Had it been a normal marriage in a normal time, he would have shouted, That’s wonderful! The time was anything but normal, the marriage very new. Yeager knew Barbara hadn’t wanted to get pregnant. He set down his rifle, took her in his arms. They clung to each other for a couple of minutes. “It’ll work out,” he said at last. “One way or another, we’ll take care of it, and it’ll be okay.”
“I’m scared,” she said. “Not many doctors, or equipment, and us in the middle of the war—”
“Denver’s supposed to be better off than most places,” he said. “It’ll be all right, honey.” Please, God, make it all right, he thought, something that would have been closer to a real prayer if God had given any signs lately of listening. After another few seconds, he went on, “I hope it’s a girl.”
“You do? Why?”
“Because she’d probably look just like you.”
Her eyes widened. She stood up on tiptoe to give him a quick kiss. “You’re sweet, Sam. It wa
sn’t what I expected, but—” She kicked at the dirty snow and at the mud that showed through it. “What can you do?”
For a career minor leaguer, What can you do? was an article of faith that ranked right alongside the commandments Moses had brought down from the mountain. Actually, Yeager knew there was something you could do if you wanted to. But finding an abortionist wouldn’t be easy, and the procedure was liable to be more dangerous than having the baby. If Barbara brought it up, he’d think about it then. Otherwise, he’d keep his mouth shut.
She said, “We’ll just do the best we can, that’s all. Right?”
“Sure, honey,” Sam said. “Like I said, we’ll manage. The idea kind of grows on me, you know what I mean?”
“Yes, I do.” Barbara nodded. “I didn’t want this to happen, but now that it has … I’m scared, as I said, but I’m excited, too. Something of ours, to go on after we’re gone—that’s something special, and something wonderful.” “Yeah.” Yeager saw himself tying a little girl’s shoes, or maybe playing catch with a boy and teaching him to hit well enough to get all the way to the top in pro ball. What the father might have done, the son would. He would, anyhow, if the Lizards were beaten and there ever was pro ball again. Sam should have been in spring training, getting ready for yet another season on the road, hoping to move up as better players got drafted, still with a ghostly chance at a big-league slot and glory. As it was …

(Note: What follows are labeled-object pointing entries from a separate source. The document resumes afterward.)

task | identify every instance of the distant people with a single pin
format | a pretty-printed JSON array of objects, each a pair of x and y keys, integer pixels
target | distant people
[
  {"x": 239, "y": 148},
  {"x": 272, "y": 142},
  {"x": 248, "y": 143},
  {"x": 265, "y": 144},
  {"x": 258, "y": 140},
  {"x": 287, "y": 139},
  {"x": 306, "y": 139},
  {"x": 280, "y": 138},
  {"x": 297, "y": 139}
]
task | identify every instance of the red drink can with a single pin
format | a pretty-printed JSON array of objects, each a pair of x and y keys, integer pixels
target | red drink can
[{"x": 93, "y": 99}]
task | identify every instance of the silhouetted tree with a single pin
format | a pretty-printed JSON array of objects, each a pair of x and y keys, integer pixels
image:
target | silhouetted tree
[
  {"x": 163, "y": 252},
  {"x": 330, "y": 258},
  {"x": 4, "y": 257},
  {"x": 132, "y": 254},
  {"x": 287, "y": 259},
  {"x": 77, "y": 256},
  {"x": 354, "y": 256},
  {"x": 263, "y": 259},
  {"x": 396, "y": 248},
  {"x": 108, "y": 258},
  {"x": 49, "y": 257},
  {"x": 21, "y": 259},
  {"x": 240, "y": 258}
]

Someone shouted, “Back to the wagons, everybody. They’re going to billet us at the college on the south edge of town.”
Yeager hadn’t thought Fort Collins big enough to boast a college. “You never can tell,” he muttered, which would have been a good handle for the whole past year. Hand in hand, he and Barbara walked back toward Ullhass and Ristin. “Careful getting up there,” he warned as she scrambled in.
She made a face at him. “For God’s sake, Sam, I’m not made out of cut glass. If you start treating me as if I were going to fall to pieces any minute now, we’ll have trouble.”
“Sorry,” he said. “I’ve never had to worry about anybody expecting before.”